Sports stadium in Jiangsu, China

Lianyungang Sports Center Stadium (连云港体育中心体育场) is a multi-purpose sports stadium located in Lianyungang, Jiangsu Province, China. The stadium serves as the centerpiece of the Lianyungang Sports Center complex and has a seating capacity of 30,000 spectators.

== Design and construction ==
The stadium was designed by the Tongji University Architectural Design and Research Institute, a firm known for designing numerous sports venues across China. Construction of the entire Lianyungang Sports Center complex began in December 2006, with the stadium itself completed in July 2012.

== Facilities and features ==
The spectator seating is distributed across multiple levels, including a main stand with 251 VIP seats, second-level stands on the east, south, west, and north sides, and third-level stands on the east and west sides, for a total of 30,000 seats. The stadium includes comprehensive functional spaces such as 22 VIP rooms, press and broadcasting facilities, athlete and referee resting areas, and commercial spaces totaling 6,070 square meters.

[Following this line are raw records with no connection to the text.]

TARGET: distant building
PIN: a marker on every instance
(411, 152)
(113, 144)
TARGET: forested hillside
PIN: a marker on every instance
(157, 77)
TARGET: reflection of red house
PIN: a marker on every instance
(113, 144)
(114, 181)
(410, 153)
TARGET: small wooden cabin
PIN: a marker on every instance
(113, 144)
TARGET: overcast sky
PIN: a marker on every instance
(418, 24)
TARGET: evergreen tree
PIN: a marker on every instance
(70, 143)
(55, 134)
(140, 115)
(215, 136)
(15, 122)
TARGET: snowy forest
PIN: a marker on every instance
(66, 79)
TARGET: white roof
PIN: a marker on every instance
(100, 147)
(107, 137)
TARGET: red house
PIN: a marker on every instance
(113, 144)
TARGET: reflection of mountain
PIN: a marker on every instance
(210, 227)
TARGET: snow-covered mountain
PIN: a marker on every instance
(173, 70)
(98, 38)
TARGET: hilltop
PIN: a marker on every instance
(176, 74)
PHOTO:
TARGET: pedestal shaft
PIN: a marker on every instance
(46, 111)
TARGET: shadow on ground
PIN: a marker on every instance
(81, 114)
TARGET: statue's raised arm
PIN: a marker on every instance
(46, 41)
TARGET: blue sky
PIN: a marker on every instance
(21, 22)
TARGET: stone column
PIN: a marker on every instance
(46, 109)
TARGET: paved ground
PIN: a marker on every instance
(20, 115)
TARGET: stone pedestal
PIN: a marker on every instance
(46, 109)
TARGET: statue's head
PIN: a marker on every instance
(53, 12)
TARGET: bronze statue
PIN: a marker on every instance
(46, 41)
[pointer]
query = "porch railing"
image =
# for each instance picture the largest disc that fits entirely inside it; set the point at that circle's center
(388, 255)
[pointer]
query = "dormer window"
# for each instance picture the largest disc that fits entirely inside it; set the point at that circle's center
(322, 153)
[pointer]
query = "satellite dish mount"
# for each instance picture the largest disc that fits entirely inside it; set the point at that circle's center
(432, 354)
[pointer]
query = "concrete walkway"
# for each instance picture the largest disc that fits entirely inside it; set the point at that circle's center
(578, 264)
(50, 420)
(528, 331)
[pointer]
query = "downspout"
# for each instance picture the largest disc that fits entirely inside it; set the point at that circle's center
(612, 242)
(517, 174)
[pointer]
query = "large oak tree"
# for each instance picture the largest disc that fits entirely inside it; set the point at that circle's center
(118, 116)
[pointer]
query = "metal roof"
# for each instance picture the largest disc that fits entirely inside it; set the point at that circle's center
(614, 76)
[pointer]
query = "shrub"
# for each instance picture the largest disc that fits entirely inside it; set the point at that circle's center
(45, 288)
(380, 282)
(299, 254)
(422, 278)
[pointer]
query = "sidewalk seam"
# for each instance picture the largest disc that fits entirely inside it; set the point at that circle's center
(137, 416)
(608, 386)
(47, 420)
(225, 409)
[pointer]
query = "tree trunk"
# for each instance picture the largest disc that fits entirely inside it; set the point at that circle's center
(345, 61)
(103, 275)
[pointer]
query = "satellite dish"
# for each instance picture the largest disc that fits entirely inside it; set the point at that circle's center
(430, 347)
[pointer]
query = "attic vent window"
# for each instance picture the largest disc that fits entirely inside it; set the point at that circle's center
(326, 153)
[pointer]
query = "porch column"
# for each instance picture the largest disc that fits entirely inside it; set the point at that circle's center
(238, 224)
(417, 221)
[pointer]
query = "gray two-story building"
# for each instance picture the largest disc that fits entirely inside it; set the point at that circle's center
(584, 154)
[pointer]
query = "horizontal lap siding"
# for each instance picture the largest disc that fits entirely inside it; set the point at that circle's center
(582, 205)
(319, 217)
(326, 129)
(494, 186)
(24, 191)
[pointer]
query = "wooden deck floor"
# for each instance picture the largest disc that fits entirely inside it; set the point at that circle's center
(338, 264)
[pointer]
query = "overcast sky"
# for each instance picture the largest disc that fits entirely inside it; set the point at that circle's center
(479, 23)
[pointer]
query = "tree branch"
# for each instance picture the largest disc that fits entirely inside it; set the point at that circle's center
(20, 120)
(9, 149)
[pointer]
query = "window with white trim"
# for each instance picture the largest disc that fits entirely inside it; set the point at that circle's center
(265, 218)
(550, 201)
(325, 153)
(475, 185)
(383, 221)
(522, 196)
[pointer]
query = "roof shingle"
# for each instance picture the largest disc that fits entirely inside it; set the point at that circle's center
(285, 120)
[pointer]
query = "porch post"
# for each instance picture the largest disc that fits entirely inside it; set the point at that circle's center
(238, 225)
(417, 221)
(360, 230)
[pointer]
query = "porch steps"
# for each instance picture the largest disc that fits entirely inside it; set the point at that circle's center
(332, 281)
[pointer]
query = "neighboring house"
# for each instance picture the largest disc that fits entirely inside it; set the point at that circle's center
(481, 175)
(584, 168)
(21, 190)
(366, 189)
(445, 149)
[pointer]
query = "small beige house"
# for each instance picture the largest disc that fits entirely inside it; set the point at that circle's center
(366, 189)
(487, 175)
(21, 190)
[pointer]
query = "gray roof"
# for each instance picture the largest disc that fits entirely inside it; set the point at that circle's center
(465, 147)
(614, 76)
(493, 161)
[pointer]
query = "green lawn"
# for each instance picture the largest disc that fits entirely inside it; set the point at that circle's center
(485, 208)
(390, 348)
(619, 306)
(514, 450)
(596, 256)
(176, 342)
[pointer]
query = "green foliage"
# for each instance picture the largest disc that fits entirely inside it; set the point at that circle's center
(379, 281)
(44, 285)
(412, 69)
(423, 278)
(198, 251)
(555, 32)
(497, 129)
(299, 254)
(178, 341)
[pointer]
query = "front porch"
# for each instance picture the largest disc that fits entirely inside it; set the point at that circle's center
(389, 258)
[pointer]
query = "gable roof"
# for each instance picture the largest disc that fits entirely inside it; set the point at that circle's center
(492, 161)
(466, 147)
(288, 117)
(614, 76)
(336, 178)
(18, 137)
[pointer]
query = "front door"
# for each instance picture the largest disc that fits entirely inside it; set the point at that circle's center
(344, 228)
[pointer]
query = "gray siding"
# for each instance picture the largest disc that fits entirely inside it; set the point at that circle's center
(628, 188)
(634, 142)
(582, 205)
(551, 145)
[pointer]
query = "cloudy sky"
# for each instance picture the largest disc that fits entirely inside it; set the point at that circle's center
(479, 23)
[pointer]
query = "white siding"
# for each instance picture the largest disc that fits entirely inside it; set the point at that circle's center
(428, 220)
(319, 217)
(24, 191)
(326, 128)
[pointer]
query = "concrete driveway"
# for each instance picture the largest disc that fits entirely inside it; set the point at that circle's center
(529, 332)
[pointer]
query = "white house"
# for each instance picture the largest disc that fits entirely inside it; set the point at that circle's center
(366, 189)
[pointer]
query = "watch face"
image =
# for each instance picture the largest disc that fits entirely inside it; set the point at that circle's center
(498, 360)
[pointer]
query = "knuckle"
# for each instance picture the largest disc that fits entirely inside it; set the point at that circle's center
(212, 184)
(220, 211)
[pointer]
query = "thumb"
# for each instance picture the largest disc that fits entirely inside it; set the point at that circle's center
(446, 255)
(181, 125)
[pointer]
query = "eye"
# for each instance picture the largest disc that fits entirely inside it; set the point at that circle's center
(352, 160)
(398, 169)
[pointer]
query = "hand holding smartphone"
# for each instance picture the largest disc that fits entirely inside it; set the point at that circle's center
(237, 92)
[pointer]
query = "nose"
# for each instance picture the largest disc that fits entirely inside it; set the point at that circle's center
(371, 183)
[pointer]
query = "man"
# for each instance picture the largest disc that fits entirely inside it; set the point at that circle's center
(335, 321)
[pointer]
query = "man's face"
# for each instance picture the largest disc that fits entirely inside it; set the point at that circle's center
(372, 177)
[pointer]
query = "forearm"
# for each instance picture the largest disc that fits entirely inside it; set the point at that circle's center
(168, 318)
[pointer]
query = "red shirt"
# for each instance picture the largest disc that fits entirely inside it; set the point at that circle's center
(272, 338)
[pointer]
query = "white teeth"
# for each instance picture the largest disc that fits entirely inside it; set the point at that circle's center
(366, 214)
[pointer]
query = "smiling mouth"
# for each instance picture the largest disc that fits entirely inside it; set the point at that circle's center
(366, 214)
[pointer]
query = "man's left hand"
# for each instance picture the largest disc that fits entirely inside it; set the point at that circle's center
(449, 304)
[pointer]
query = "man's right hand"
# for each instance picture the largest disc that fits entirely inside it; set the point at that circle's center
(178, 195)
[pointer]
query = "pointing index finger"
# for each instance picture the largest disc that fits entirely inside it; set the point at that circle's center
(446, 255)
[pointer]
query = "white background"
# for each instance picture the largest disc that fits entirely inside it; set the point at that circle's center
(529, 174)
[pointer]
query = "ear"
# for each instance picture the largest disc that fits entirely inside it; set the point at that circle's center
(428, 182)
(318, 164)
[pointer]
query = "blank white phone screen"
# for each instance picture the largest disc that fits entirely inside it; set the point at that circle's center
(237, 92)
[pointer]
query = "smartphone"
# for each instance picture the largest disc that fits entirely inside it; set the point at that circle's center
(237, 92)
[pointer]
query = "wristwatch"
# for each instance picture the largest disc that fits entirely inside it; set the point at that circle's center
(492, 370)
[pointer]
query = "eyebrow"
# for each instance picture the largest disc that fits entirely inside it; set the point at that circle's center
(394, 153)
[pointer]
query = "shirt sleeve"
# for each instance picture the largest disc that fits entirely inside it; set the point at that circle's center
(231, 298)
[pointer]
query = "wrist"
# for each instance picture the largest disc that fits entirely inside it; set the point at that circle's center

== Renovation for 2026 Jiangsu Provincial Games ==
In preparation for the 21st Jiangsu Provincial Games scheduled for October 2026, the stadium underwent a systematic renovation beginning in June 2024. The renovation project, with a total investment of 250 million RMB, aims to transform the center into a comprehensive sports service complex integrating competitions, fitness, commercial, and cultural functions.